Desde la soledad de nuestros castillos, los señores que manteníamos el legado de la tradición güelfa asistíamos con asombro a ese progreso arrollador. Llegaban a veces los huéspedes o los viajeros y también los urgentes mensajes, con noticias de lo que sucedía en la corte del Vicario de Cristo, y alzábamos los brazos al cielo. Me reunía especialmente, ya en Bomarzo, ya en Mugnano, ya en Bracciano, con los señores de las tierras vecinas, y no paraban las quejas y reconvenciones de los
editus Ursae
. En el lujo de Bracciano, debajo del vasto fresco que muestra a Gentil Virginio Orsini asumiendo el mando de las tropas aragonesas, uno de los nuestros exclamó:

—¿Y vamos a tolerar que se nos posponga y humille de tal suerte? ¿Los Orsini no existen ya? ¿Quién oye mencionar a los Orsini?

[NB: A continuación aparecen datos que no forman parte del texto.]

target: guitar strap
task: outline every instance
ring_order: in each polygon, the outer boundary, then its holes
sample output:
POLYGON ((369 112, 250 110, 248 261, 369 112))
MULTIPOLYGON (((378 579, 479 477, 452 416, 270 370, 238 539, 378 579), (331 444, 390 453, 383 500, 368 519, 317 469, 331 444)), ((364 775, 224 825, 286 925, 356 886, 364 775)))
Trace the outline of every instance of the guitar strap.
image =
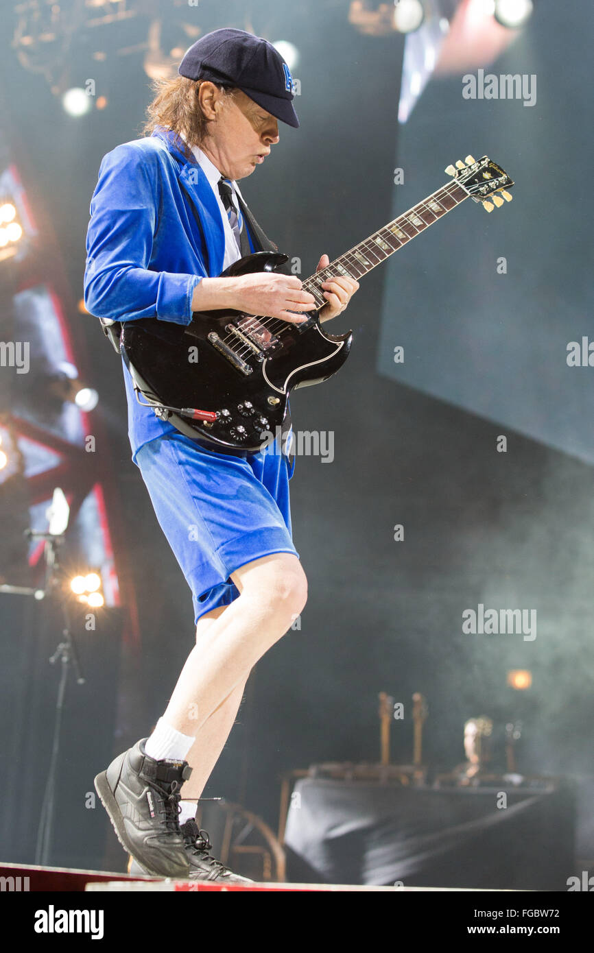
MULTIPOLYGON (((247 222, 247 224, 250 227, 250 231, 252 233, 252 236, 255 242, 257 242, 262 252, 277 252, 278 246, 275 245, 274 241, 270 240, 264 230, 257 224, 256 218, 248 209, 247 205, 243 201, 241 196, 238 195, 237 193, 236 193, 236 195, 237 198, 237 202, 239 203, 239 208, 241 209, 241 214, 243 215, 244 221, 247 222)), ((285 274, 291 274, 291 269, 290 267, 287 266, 288 262, 285 262, 284 265, 281 265, 279 268, 277 268, 277 271, 283 272, 285 274)), ((287 413, 285 414, 284 420, 282 421, 282 426, 280 430, 280 445, 282 448, 284 448, 288 442, 286 435, 289 433, 292 427, 293 427, 293 421, 291 419, 291 408, 287 401, 287 413)), ((290 466, 293 465, 293 457, 295 456, 293 453, 294 444, 295 444, 295 439, 293 436, 289 443, 289 452, 288 454, 286 454, 290 466)))
MULTIPOLYGON (((206 270, 207 270, 207 274, 208 274, 210 272, 210 262, 208 260, 208 248, 207 248, 206 239, 205 239, 205 236, 204 236, 204 227, 203 227, 202 222, 200 220, 200 215, 198 214, 198 210, 195 207, 195 202, 194 202, 194 200, 192 198, 192 195, 190 194, 190 193, 188 192, 188 190, 184 187, 184 185, 183 185, 182 182, 180 182, 179 185, 180 185, 182 191, 184 192, 184 193, 186 195, 186 198, 188 199, 188 204, 189 204, 189 206, 190 206, 190 208, 192 210, 192 213, 193 213, 193 215, 195 217, 196 225, 198 226, 198 231, 200 233, 200 237, 202 238, 202 247, 204 248, 204 253, 206 255, 206 270)), ((268 235, 266 234, 266 233, 264 232, 264 230, 256 222, 256 218, 254 217, 254 215, 252 214, 252 213, 248 209, 247 205, 243 201, 243 199, 241 198, 241 196, 238 195, 237 193, 236 193, 236 195, 237 196, 237 201, 238 201, 239 207, 241 209, 241 213, 244 216, 245 221, 248 223, 248 225, 250 227, 250 231, 251 231, 251 233, 252 233, 252 237, 254 239, 254 243, 259 245, 260 246, 260 250, 262 252, 277 252, 278 251, 278 246, 275 245, 274 241, 270 240, 270 238, 268 237, 268 235)), ((281 265, 279 268, 277 269, 277 271, 284 272, 285 274, 291 274, 290 269, 288 271, 285 271, 286 265, 287 265, 287 263, 285 263, 284 265, 281 265)), ((100 317, 99 321, 101 322, 101 326, 103 328, 103 332, 104 332, 106 337, 111 341, 111 343, 112 343, 112 345, 113 347, 113 350, 115 351, 115 353, 118 355, 121 356, 121 351, 120 351, 120 346, 119 346, 119 337, 120 337, 121 329, 122 329, 121 322, 120 321, 113 321, 113 320, 111 320, 109 318, 103 318, 103 317, 100 317)), ((288 443, 288 440, 286 438, 286 435, 289 433, 289 431, 292 429, 292 427, 293 427, 293 421, 291 419, 291 411, 290 411, 290 408, 289 408, 289 404, 287 402, 287 413, 285 414, 285 417, 284 417, 284 420, 282 422, 281 436, 280 436, 281 447, 282 448, 285 448, 285 446, 288 443)), ((292 438, 291 441, 290 441, 290 443, 289 443, 289 452, 288 452, 288 454, 286 454, 286 456, 288 457, 288 460, 289 460, 289 465, 290 466, 293 465, 293 457, 294 457, 293 446, 294 446, 294 443, 295 443, 295 441, 292 438)))

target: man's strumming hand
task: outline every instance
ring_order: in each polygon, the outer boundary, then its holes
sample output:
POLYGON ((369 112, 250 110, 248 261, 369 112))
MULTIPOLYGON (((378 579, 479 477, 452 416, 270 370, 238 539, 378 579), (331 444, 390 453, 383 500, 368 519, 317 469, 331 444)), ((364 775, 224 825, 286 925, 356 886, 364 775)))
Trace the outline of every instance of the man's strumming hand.
POLYGON ((202 278, 192 299, 193 311, 233 308, 247 314, 279 317, 292 324, 306 321, 316 299, 303 291, 295 274, 255 272, 229 278, 202 278), (295 313, 297 314, 295 314, 295 313))

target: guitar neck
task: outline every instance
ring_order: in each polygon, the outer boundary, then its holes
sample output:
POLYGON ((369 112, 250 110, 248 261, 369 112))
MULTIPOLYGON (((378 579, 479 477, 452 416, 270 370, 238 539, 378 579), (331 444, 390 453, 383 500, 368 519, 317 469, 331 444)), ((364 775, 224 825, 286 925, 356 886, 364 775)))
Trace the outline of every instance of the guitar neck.
POLYGON ((322 307, 327 304, 327 299, 323 296, 320 286, 329 276, 345 274, 358 281, 372 268, 385 261, 402 245, 406 245, 465 198, 468 198, 468 193, 461 186, 456 182, 448 182, 404 214, 399 215, 355 248, 331 261, 327 268, 306 278, 303 281, 304 290, 314 295, 318 307, 322 307))

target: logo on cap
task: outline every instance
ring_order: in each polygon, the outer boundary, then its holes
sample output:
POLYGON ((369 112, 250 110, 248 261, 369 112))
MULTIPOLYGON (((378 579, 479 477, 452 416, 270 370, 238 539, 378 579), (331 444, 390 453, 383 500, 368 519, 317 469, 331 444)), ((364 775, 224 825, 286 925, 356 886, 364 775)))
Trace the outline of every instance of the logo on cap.
POLYGON ((293 92, 295 84, 293 82, 293 76, 291 75, 291 71, 289 70, 289 67, 287 66, 286 63, 282 64, 282 69, 284 70, 285 73, 285 90, 287 91, 287 92, 293 92))

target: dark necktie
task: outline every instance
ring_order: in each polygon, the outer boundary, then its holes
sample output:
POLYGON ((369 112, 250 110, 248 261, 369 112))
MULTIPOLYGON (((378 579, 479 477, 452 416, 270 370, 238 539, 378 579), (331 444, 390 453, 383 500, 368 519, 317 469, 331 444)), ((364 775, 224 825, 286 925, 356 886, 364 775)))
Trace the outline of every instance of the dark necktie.
MULTIPOLYGON (((264 234, 264 233, 261 231, 261 229, 257 225, 257 222, 256 222, 256 220, 254 219, 254 216, 252 215, 252 213, 248 209, 248 207, 245 204, 245 202, 243 202, 241 199, 239 199, 239 196, 236 194, 236 193, 235 193, 235 190, 232 188, 232 185, 231 185, 231 182, 229 181, 229 179, 226 179, 223 175, 221 175, 220 179, 218 180, 218 192, 219 192, 219 194, 220 194, 223 206, 224 206, 224 208, 225 208, 225 210, 227 212, 227 216, 229 218, 229 224, 231 225, 232 232, 234 233, 234 234, 236 236, 236 241, 237 242, 237 246, 239 248, 241 255, 244 256, 246 254, 252 254, 253 253, 252 253, 252 249, 250 248, 250 241, 249 241, 249 238, 248 238, 247 227, 246 227, 246 224, 245 224, 245 220, 246 220, 246 217, 248 215, 250 216, 250 221, 252 222, 253 230, 256 233, 256 234, 258 236, 259 244, 261 246, 265 246, 267 244, 269 244, 269 245, 272 246, 273 243, 270 241, 270 238, 268 238, 264 234), (236 208, 235 202, 234 202, 234 200, 232 198, 232 194, 235 195, 235 199, 237 202, 237 208, 236 208), (239 210, 238 213, 237 213, 237 209, 239 210), (243 213, 242 213, 242 210, 243 210, 243 213), (259 235, 258 235, 258 232, 259 232, 259 235), (238 239, 237 239, 237 235, 238 235, 238 239)), ((277 251, 276 245, 274 245, 274 248, 277 251)), ((272 251, 272 248, 269 249, 269 251, 272 251)), ((285 418, 284 418, 284 420, 282 422, 282 427, 281 427, 281 447, 283 449, 283 452, 285 452, 287 450, 287 435, 288 435, 289 431, 292 430, 292 427, 293 427, 293 422, 291 420, 291 409, 289 407, 289 408, 287 408, 287 413, 285 415, 285 418)), ((293 457, 295 456, 295 447, 294 447, 294 441, 293 440, 290 441, 288 450, 289 450, 289 452, 286 453, 285 456, 289 459, 289 465, 292 466, 293 465, 293 457)))
POLYGON ((236 208, 236 204, 232 197, 234 194, 234 189, 232 188, 231 182, 222 175, 218 180, 218 192, 225 207, 225 211, 227 212, 229 224, 231 225, 231 230, 236 236, 237 248, 239 249, 241 256, 243 257, 243 255, 246 254, 252 254, 250 239, 248 238, 248 233, 245 227, 245 219, 241 214, 241 212, 236 208))

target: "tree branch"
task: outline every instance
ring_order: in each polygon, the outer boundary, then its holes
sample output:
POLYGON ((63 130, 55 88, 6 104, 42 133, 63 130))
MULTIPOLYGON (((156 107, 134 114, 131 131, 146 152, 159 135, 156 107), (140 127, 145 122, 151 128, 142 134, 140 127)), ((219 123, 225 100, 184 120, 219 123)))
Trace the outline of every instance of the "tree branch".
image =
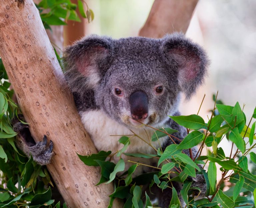
MULTIPOLYGON (((47 166, 68 207, 107 207, 112 184, 95 186, 98 168, 81 155, 96 150, 84 130, 73 96, 32 0, 0 3, 0 56, 36 141, 52 140, 55 155, 47 166)), ((122 207, 117 201, 113 207, 122 207)))
POLYGON ((155 0, 139 35, 161 38, 174 32, 185 33, 198 0, 155 0))

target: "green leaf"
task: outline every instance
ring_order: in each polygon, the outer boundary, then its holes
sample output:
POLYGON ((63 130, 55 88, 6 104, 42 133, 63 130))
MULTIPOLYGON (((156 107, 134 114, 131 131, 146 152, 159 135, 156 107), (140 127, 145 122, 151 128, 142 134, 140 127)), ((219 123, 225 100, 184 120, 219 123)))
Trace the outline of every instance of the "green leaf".
POLYGON ((198 129, 205 125, 204 119, 195 114, 189 116, 169 116, 178 124, 190 129, 198 129))
POLYGON ((84 163, 89 166, 98 166, 99 164, 94 161, 95 160, 104 161, 106 158, 111 154, 111 151, 105 152, 101 151, 95 154, 92 154, 90 155, 80 155, 77 154, 79 158, 84 163))
POLYGON ((153 157, 156 157, 157 155, 154 155, 153 154, 146 154, 141 153, 124 153, 124 154, 127 156, 131 156, 132 157, 142 157, 143 158, 152 158, 153 157))
POLYGON ((109 195, 109 197, 125 199, 131 195, 129 193, 129 190, 130 187, 128 186, 119 186, 116 189, 113 193, 109 195))
POLYGON ((129 198, 125 202, 123 208, 131 208, 132 207, 132 197, 131 197, 129 198))
POLYGON ((89 11, 91 13, 91 20, 92 21, 94 19, 94 13, 93 12, 93 11, 90 9, 89 9, 89 11))
POLYGON ((253 152, 251 152, 250 153, 250 156, 251 160, 256 164, 256 154, 253 152))
POLYGON ((244 178, 243 176, 239 176, 239 180, 236 184, 233 192, 233 200, 235 201, 237 197, 239 195, 240 191, 244 183, 244 178))
POLYGON ((188 177, 188 174, 185 173, 185 171, 183 171, 179 175, 179 178, 181 182, 183 183, 188 177))
POLYGON ((196 207, 199 208, 202 208, 202 207, 213 207, 214 206, 218 204, 217 201, 214 201, 214 199, 210 202, 208 199, 203 198, 201 199, 198 200, 197 200, 193 203, 195 205, 196 205, 196 207))
POLYGON ((256 188, 253 191, 253 198, 254 199, 254 206, 256 207, 256 188))
POLYGON ((170 162, 164 165, 161 169, 161 173, 163 174, 165 174, 169 170, 172 169, 175 166, 175 163, 173 162, 170 162))
POLYGON ((141 188, 139 186, 135 186, 133 190, 133 197, 132 201, 135 208, 139 208, 139 202, 140 200, 141 196, 141 188))
POLYGON ((171 207, 170 206, 171 205, 176 204, 177 205, 177 207, 179 207, 180 206, 180 202, 179 199, 179 197, 178 196, 177 191, 176 191, 176 189, 175 189, 175 188, 173 186, 172 187, 172 199, 171 200, 171 202, 170 203, 169 208, 171 207))
POLYGON ((211 121, 210 120, 208 122, 208 125, 209 126, 210 132, 212 133, 217 132, 220 129, 223 119, 221 115, 218 115, 212 118, 211 121))
POLYGON ((179 153, 176 154, 175 156, 178 157, 180 160, 184 163, 189 164, 198 171, 200 171, 200 168, 187 155, 183 153, 179 153))
POLYGON ((229 134, 229 139, 234 143, 242 153, 244 153, 245 151, 245 142, 239 133, 237 127, 231 130, 229 134))
POLYGON ((189 176, 192 177, 196 177, 196 171, 195 168, 190 165, 187 164, 184 169, 184 172, 189 176))
POLYGON ((222 205, 223 208, 232 208, 235 206, 233 200, 225 195, 220 189, 217 192, 216 198, 218 203, 222 205))
POLYGON ((173 155, 176 154, 181 152, 181 150, 176 149, 177 146, 177 144, 172 144, 169 146, 167 146, 159 159, 157 164, 158 167, 166 159, 172 158, 173 155))
POLYGON ((236 103, 232 111, 232 118, 233 120, 236 117, 236 126, 237 127, 239 133, 241 133, 245 124, 245 122, 244 114, 238 102, 236 103))
POLYGON ((52 197, 52 191, 51 188, 49 187, 46 191, 40 193, 36 194, 32 199, 29 206, 38 204, 43 205, 45 203, 51 199, 52 197))
POLYGON ((10 191, 13 193, 17 193, 19 190, 15 186, 15 185, 12 182, 12 178, 13 177, 12 177, 7 182, 6 185, 7 185, 7 188, 8 188, 9 191, 10 191))
POLYGON ((217 169, 215 162, 210 162, 207 173, 211 188, 212 190, 214 191, 216 188, 215 184, 217 176, 217 169))
POLYGON ((76 22, 80 22, 81 20, 77 15, 77 13, 75 11, 70 10, 69 10, 70 14, 68 19, 70 20, 73 20, 76 22))
POLYGON ((216 104, 216 107, 221 115, 231 116, 233 107, 229 105, 225 105, 221 104, 216 104))
POLYGON ((239 158, 238 165, 244 171, 247 172, 248 170, 248 160, 246 156, 242 156, 239 158))
POLYGON ((147 192, 146 191, 145 191, 145 196, 146 196, 145 208, 147 208, 148 206, 152 206, 152 204, 151 203, 150 199, 149 198, 149 197, 148 195, 147 194, 147 192))
POLYGON ((216 137, 222 137, 222 135, 227 133, 231 129, 231 128, 228 124, 222 126, 216 132, 216 137))
POLYGON ((109 180, 106 182, 106 183, 109 183, 113 181, 116 177, 116 175, 118 172, 123 171, 124 170, 124 162, 122 158, 120 158, 115 167, 113 172, 109 176, 109 180))
POLYGON ((31 156, 30 159, 25 165, 25 168, 24 168, 21 174, 21 177, 22 178, 21 181, 21 185, 23 187, 27 185, 34 172, 34 167, 32 164, 33 161, 33 158, 31 156))
POLYGON ((223 168, 226 170, 238 170, 239 168, 235 162, 231 160, 221 160, 216 157, 213 157, 209 155, 207 155, 208 159, 210 161, 217 162, 223 168))
POLYGON ((0 193, 0 202, 3 202, 8 200, 10 198, 10 195, 8 192, 0 193))
POLYGON ((160 184, 160 183, 161 182, 160 180, 159 180, 158 176, 157 175, 155 174, 154 175, 154 181, 155 181, 155 183, 157 185, 158 185, 160 184))
POLYGON ((187 149, 193 147, 202 141, 204 135, 198 131, 190 132, 177 146, 177 149, 187 149))
POLYGON ((126 150, 128 146, 130 144, 130 139, 127 136, 122 136, 118 140, 121 144, 124 145, 123 148, 119 150, 116 154, 117 157, 120 157, 121 154, 124 152, 126 150))
POLYGON ((254 118, 256 118, 256 108, 254 108, 253 114, 252 114, 252 117, 254 118))
POLYGON ((4 111, 3 108, 5 104, 5 99, 4 95, 1 92, 0 92, 0 113, 3 113, 4 111))
POLYGON ((250 135, 249 135, 249 142, 250 146, 251 146, 253 142, 253 139, 256 139, 256 136, 254 136, 254 132, 255 131, 255 125, 256 121, 255 121, 252 125, 252 128, 251 129, 250 135))
POLYGON ((188 192, 190 188, 191 184, 192 184, 192 181, 185 183, 183 186, 182 189, 180 191, 180 193, 182 197, 182 198, 187 206, 188 206, 188 192))
POLYGON ((95 161, 99 164, 101 169, 101 177, 100 181, 96 184, 96 185, 97 185, 107 181, 109 180, 110 173, 114 171, 116 165, 115 163, 109 161, 102 161, 95 160, 95 161))
POLYGON ((212 146, 212 142, 213 141, 214 138, 212 136, 209 136, 206 137, 205 141, 205 143, 208 147, 212 146))
MULTIPOLYGON (((0 138, 1 138, 0 137, 0 138)), ((0 158, 4 159, 5 162, 7 162, 7 155, 1 145, 0 145, 0 158)))
POLYGON ((138 166, 138 164, 136 165, 133 165, 129 168, 128 169, 128 174, 127 176, 124 179, 124 181, 125 182, 125 185, 127 186, 131 183, 132 179, 132 174, 134 172, 136 168, 138 166))
POLYGON ((13 149, 16 151, 16 152, 18 153, 19 152, 18 152, 18 150, 17 149, 17 148, 16 148, 16 146, 15 146, 15 144, 14 144, 15 140, 15 139, 14 138, 14 137, 8 138, 7 139, 7 141, 8 141, 9 144, 12 145, 12 148, 13 148, 13 149))
POLYGON ((42 14, 41 15, 41 19, 47 24, 51 25, 66 25, 65 22, 62 21, 57 16, 48 14, 42 14))
POLYGON ((84 5, 81 0, 77 1, 77 6, 78 7, 79 12, 80 12, 81 16, 84 18, 86 18, 87 17, 86 17, 86 15, 85 14, 84 10, 84 5))
MULTIPOLYGON (((256 188, 256 184, 252 183, 252 181, 247 178, 244 177, 244 183, 243 187, 244 188, 252 192, 253 191, 254 189, 256 188)), ((238 174, 236 175, 230 177, 229 182, 234 184, 236 184, 239 181, 239 177, 238 174)))
POLYGON ((16 133, 9 134, 7 134, 6 133, 4 132, 0 132, 0 138, 2 138, 3 139, 11 138, 11 137, 15 137, 17 135, 17 134, 16 133))
MULTIPOLYGON (((166 128, 162 129, 159 129, 159 130, 162 131, 166 131, 167 134, 172 134, 175 132, 178 132, 178 131, 175 129, 173 129, 170 128, 166 128)), ((166 133, 164 133, 159 131, 155 131, 155 133, 152 135, 151 140, 152 142, 154 142, 157 141, 157 138, 159 139, 161 137, 168 136, 168 135, 166 133)))

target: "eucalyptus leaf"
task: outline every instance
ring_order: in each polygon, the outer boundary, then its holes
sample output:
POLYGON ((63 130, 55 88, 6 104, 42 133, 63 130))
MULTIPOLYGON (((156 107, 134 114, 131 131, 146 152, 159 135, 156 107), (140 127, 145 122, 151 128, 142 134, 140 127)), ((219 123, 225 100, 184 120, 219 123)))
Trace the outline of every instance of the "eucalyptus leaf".
POLYGON ((111 154, 111 151, 101 151, 97 154, 93 154, 90 155, 81 155, 77 154, 79 158, 84 163, 89 166, 98 166, 99 164, 95 161, 95 160, 104 161, 109 155, 111 154))
POLYGON ((236 184, 233 192, 233 200, 235 201, 236 199, 239 195, 244 183, 244 177, 242 175, 239 176, 239 180, 236 184))
POLYGON ((194 131, 189 133, 177 146, 177 149, 187 149, 197 145, 204 135, 199 131, 194 131))
POLYGON ((106 182, 106 183, 109 183, 112 181, 116 177, 116 175, 118 172, 123 171, 124 170, 124 161, 122 158, 120 158, 117 163, 116 164, 113 172, 112 172, 109 176, 109 180, 106 182))
POLYGON ((215 184, 217 176, 217 169, 215 162, 210 161, 207 173, 211 188, 214 191, 216 188, 215 184))

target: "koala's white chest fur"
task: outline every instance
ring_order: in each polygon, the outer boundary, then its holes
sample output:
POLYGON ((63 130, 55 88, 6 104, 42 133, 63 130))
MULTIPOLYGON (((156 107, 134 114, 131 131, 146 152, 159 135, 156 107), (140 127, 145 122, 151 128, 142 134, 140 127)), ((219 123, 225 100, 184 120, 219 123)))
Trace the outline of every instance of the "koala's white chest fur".
MULTIPOLYGON (((80 115, 85 129, 90 134, 99 151, 110 150, 112 152, 111 154, 113 154, 123 147, 124 145, 120 144, 118 142, 122 135, 133 134, 128 128, 109 118, 102 110, 93 110, 80 112, 80 115)), ((143 127, 133 129, 132 131, 149 143, 149 139, 151 139, 154 132, 153 129, 147 128, 145 129, 143 127)), ((155 150, 141 139, 137 137, 128 136, 130 138, 130 144, 125 152, 156 154, 155 150)), ((163 138, 160 139, 161 145, 162 144, 164 140, 163 138)), ((152 142, 152 144, 157 149, 159 147, 158 141, 152 142)), ((147 164, 156 162, 155 159, 154 158, 151 160, 146 159, 128 156, 123 154, 122 155, 122 158, 125 161, 130 160, 147 164)), ((111 161, 116 163, 119 158, 115 155, 111 158, 111 161)), ((129 167, 133 164, 131 163, 128 162, 126 162, 125 164, 125 171, 127 170, 129 167)), ((137 167, 134 175, 141 174, 143 170, 146 171, 147 169, 148 168, 146 166, 140 165, 137 167)))

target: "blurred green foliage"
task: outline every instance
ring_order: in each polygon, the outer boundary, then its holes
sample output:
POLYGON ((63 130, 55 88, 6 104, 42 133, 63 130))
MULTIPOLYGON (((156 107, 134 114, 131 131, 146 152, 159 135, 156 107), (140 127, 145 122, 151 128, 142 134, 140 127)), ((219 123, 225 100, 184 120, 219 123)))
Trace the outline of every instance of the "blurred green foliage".
MULTIPOLYGON (((80 21, 75 11, 78 6, 83 18, 89 21, 94 18, 92 11, 87 6, 85 11, 80 0, 77 5, 69 0, 43 0, 36 6, 46 29, 66 24, 67 20, 80 21)), ((17 133, 11 121, 18 108, 12 99, 10 85, 0 59, 0 207, 60 208, 60 203, 52 198, 51 187, 54 184, 46 167, 37 164, 16 147, 17 133)), ((67 207, 65 203, 62 206, 67 207)))

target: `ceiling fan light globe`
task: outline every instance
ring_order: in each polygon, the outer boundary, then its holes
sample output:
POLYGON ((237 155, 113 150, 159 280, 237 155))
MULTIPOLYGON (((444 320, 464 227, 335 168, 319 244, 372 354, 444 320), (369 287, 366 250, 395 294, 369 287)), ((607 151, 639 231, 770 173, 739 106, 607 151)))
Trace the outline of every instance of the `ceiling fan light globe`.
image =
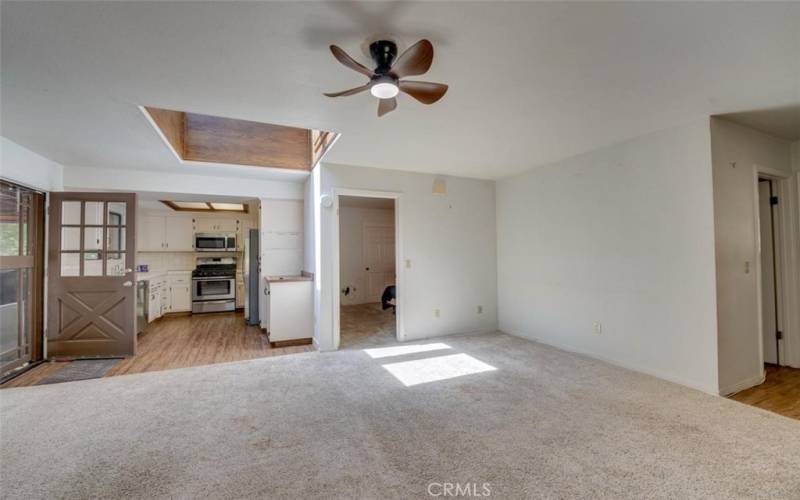
POLYGON ((391 99, 397 96, 400 92, 400 88, 394 83, 381 82, 373 85, 369 91, 378 99, 391 99))

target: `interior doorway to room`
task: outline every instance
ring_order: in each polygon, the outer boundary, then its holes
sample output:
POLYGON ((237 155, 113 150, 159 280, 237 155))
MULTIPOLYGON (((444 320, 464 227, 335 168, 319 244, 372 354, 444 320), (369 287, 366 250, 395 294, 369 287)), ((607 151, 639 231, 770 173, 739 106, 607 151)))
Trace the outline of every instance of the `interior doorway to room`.
POLYGON ((0 180, 0 380, 42 359, 44 194, 0 180))
POLYGON ((777 242, 778 213, 775 181, 758 179, 758 217, 761 240, 761 334, 764 363, 785 364, 782 359, 780 245, 777 242))
POLYGON ((397 338, 395 200, 339 197, 339 347, 397 338))

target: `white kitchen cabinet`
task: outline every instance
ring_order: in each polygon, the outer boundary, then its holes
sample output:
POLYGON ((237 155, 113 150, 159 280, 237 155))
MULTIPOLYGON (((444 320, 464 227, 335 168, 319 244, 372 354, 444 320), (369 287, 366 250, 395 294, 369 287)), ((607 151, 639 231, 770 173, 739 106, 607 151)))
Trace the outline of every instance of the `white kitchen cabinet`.
POLYGON ((264 319, 270 343, 314 336, 313 286, 307 278, 269 278, 264 319))
POLYGON ((140 252, 192 252, 194 226, 183 215, 142 215, 136 221, 136 248, 140 252))
POLYGON ((192 275, 190 272, 173 273, 168 276, 169 312, 192 310, 192 275))
POLYGON ((189 217, 166 217, 164 242, 171 252, 194 252, 194 221, 189 217))
POLYGON ((150 296, 147 300, 147 322, 155 321, 164 315, 164 293, 166 280, 163 277, 150 280, 150 296))
POLYGON ((140 252, 161 252, 164 250, 165 218, 163 216, 142 215, 136 220, 136 249, 140 252))

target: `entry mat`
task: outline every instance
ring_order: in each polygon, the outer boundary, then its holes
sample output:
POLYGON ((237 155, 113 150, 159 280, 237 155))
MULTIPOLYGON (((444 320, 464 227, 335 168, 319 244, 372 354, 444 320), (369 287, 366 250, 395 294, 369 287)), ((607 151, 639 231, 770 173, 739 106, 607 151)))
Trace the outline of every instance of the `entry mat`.
POLYGON ((60 384, 76 380, 101 378, 121 359, 80 359, 72 361, 57 372, 51 373, 36 385, 60 384))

—No hace mucho que Valerio Orsini fue nombrado gobernador de Verona —argüí.

—¿No hace mucho? Hace por lo menos seis años.

—Y luego fue designado gobernador general de Dalmacia —continué.

—Ésas son designaciones de la Serenísima. Nada tienen que ver con el Santo Padre. Si hubieran dependido del Padre Santo, el gobernador hubiese sido un Farnese.

—Por otra parte, Valerio Orsini murió —interrumpió Guido de la Corbara.

—Dejando viudo —estalló la risa vulgar del conde della Anguillara— a Lorenzo Emo, en Venecia.

Ignoraba yo que hubiese muerto el viejo maestro de Maerbale. ¡Vivíamos tan apartados los unos de los otros! Las informaciones se perdían o no llegaban. Y, suprimido Maerbale, no me quedaban vínculos con Valerio Orsini. Habría que escribirle a Lorenzo Emo. Quizás hubiera conservado el encanto de la adolescencia que me había fascinado fugazmente en mis días venecianos.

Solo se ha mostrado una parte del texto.